Large-scale bioenergy from additional harvest of forest biomass is neither sustainable nor greenhouse gas neutral".
"Owing to the peculiarities of forest net primary production humans would appropriate ca. 60% of the global increment of woody biomass if forest biomass were to produce 20% of current global primary energy supply. We argue that such an increase in biomass harvest would result in younger forests, lower biomass pools, depleted soil nutrient stocks and a loss of other ecosystem functions. The proposed strategy is likely to miss its main objective, i.e. to reduce greenhouse gas (GHG) emissions, because it would result in a reduction of biomass pools that may take decades to centuries to be paid back by fossil fuel substitution, if paid back at all. Eventually, depleted soil fertility will make the production unsustainable and require fertilization, which in turn increases GHG emissions due to N2O emissions. Hence, large-scale production of bioenergy from forest biomass is neither sustainable nor GHG neutral."
Now, you might think that a proponent of biomass energy, such as I, would go to great pains to dissect and challenge this article. Not so. In fact, I believe the authors of the paper are contributing a valid issue to the bioenergy discussion, simply from the specific use of the qualifier "Large-scale bioenergy" in their title. You see, the gist of their article is, that large-scale biomass energy doesn't make sense, which is precisely what I proposed in past posts like Size Matters. The difference in their point is that they believe large-scale is not globally sustainable from an ecological standpoint, and I believe that it is not locally sustainable from an economic standpoint. So, for different reasons, we agree that size matters.
The debatable point is what "large-scale" means. The authors of this paper, I believe, are basing their definition of large-scale on the proposed production level of bioenergy targeted by many governments, including the United States. They point out that many European countries have targets of 20% of primary energy production to come from bioenergy. Further, the recent update to the USDA's Billion-Ton Supply study essentially lays out a road map by which our primary energy production from biomass could more than double by the year 2030.
So, let us clarify that the USDA Billion-Ton Study is not suggesting that we could or should produce 20% of our primary energy from natural forests, or even natural forests plus short-rotation woody crops. The 2030 projection would increase our forest energy production from about 2%, currently, to about 3.5% of our primary energy production, far short of the 20% argued against by the authors of the paper cited at the top of the post. When woody energy crop production is included (let's assume half of the green component above, the other half going to agricultural crops), that means in essence that the USDA report is suggesting in reality that about 5% of our primary energy production could be sustainably produced from forest production and short-rotation woody crops combined.

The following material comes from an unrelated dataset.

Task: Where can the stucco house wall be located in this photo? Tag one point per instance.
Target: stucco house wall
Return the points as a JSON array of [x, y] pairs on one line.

So, the recent paper argues a straw man position that I think most natural resource scientists would agree with...that our forest resources are not capable of sustainably producing 20% of the world's primary energy supply. They are correct in suggesting that attempts by governments to impose a 20% target of this nature, and to therefore encourage "large-scale" wood energy projects, especially large-scale power, are misguided and will not achieve the ecological impacts they are hoping for.
But I think we have ample room under the "biomass cap" to work with at this point. Once we get closer to 5%, which seems to be, with our best projections (for the United States, at least) a sweet spot on woody biomass energy production, we will be pushing the limits of our biomass energy capabilities, and the energy markets will certainly be pushing back, due to the increasing price of biomass at that level.
Helpfully, the discussion started by these scientists sets an outer limit for our discussion. We know 20% woody biomass energy is too "large-scale" from a ecological standpoint; we know that here in the U.S., 2% is what we currently do; and we know that 5% is "doable", at least from the production standpoint. Would the authors argue that 5% is as ecologically unsustainable as 20%?
Probably not. But their points set some nice boundaries for future research. What is the right level? Only our future scientists and wood producers will be able to answer that with a reasonable level of certainty. Until then, let's not push the biomass bandwagon too hard... we might hit a wall where none was expected. But let's not unnecessarily constrain it, either. Let's just keep moving it down the road at the rate that the energy markets will comfortably allow.